One contributor to risk aversion that Samuelson doesn’t mention is business’ apparent belief that the Obama administration is going to swipe whatever profits businesses (99.9 percent of which are not on Wall Street) are able to earn in profits, by higher taxes, the upcoming ObamaCare, or whatever else the feds can think of to increase costs on business.
Here’s an example: Last year Congress passed a bill that reduced banks’ ability to charge retailers credit- and debit-card swipe fees. Bank of America responded to the loss of revenue by charging its customers $5 per month for its debit cards. (Another example of the Law of Unintended Consequences.) Banking expert Barack Obama replied thusly:
If you say to banks, ‘You don’t have some inherent right to get a certain amount of profit if your customers are being mistreated, that you have you have to treat them fairly and transparently,’ then some will hopefully get the message. … Banks can make money — they can succeed the old-fashioned way — by earning it by lending to small business and by lending to consumers, by making sure we are building the economy together.

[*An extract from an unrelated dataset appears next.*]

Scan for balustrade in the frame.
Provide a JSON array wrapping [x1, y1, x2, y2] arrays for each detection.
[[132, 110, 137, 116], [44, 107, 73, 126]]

Let’s review: Congress passes a law that restricts a business’ ability to generate revenue. (A business’ fiduciary responsibility, of course, is to generate profits for its owners, a concept utterly foreign to the White House.) The business finds another way to generate revenue. Obama now looks for another way to interfere in this business’ business, instead of letting the business’ customers vote with their feet on whether they want to pay the charges.
That is precisely what business is dealing with today — all businesses, not just the 0.1 percent of businesses that are publicly traded corporations. Because of the looming further threats of the Obama administration, businesses aren’t hiring, which means the unemployment rate is high, which means people aren’t buying things, which means businesses aren’t hiring … you get the picture. Risk aversion may indeed be a collective curse, but that doesn’t mean it isn’t rational.
By the way: Banks are so inherently profitable that the collective profit of U.S. banks, $80 billion, is enough to run the federal government for 7 days and 12 hours.